5 stars out of 5
How refreshing: A straightforward, private eye-full of action, entertaining book with no head games, no flashbacks and no chapters that switch character POVs so often that I get neck strain. Thank you, Mr. Miles, and thanks to the publisher, via NetGalley, for the opportunity to read it in exchange for an honest review.
Jack Salvo is the P.I. here, and he's got a philosophical mind behind his shoulder holster. I mean that literally; one night a week - except when his investigations force him to be elsewhere - he teaches a philosophy class at a Los Angeles community college. Apparently, he got the boot from college before earning a Ph.D., so he can't get a teaching job at the likes of UCLA - but he's taken that in stride. Maybe that's because, unlike most of the philosophy professors I've known in my years as both a student and a university administrator (in the interests of full disclosure, there were only two), Jack has a great sense of humor. He described one female character, for instance, as wearing "a long, dark-green maxi dress slit up to her thighs far enough to ensure adequate ventilation to her neck."

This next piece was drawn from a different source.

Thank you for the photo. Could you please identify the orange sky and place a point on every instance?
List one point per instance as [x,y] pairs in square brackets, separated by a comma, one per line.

So what's not to love about a guy like that? Not much, in my book - and the plot is pretty darned interesting as well. Jack is hired as a professional bodyguard for three Russian ballerinas who are visiting the United States and staying with an uppity, richer-than-God L.A. neurosurgeon and his wife. While taking a break from practicing at a local rehearsal hall, one of the girls is kidnapped (in return for trying to save her, Jack gets butt-tasered). Understandably, that doesn't set well with the good doctor (nor, for that matter, with Jack). But then comes the unexpected; no ransom demand is forthcoming, and very soon the girl is returned unharmed.
And that, too, doesn't set well with Jack, who smells a rotten tyulka and decides to get to the bottom of things despite being fired from the bodyguard assignment. For help, he turns to his buddies, his computer and another of the ballerinas, to whom he's taken a bit of a liking. The trail to the culprits begins with dead bodies near the Hollywood Sign and ends in Mother Russia and the Church of Our Savior Built on Spilled Blood, a St. Petersburg landmark.
Along the way, Jack shows off a few MacGyver-like tricks, runs afoul of the law on two continents (and of some really bad guys) and lands smack dab in the middle of the Russian Mole-Rat's den. Will he make it back home in one piece? My lips are sealed, except to say that if he does, I hope he'll show up in another book.
Church of Spilled Blood by Jesse Miles (Amazon Digital Services LLC, August 2016); 218 pp.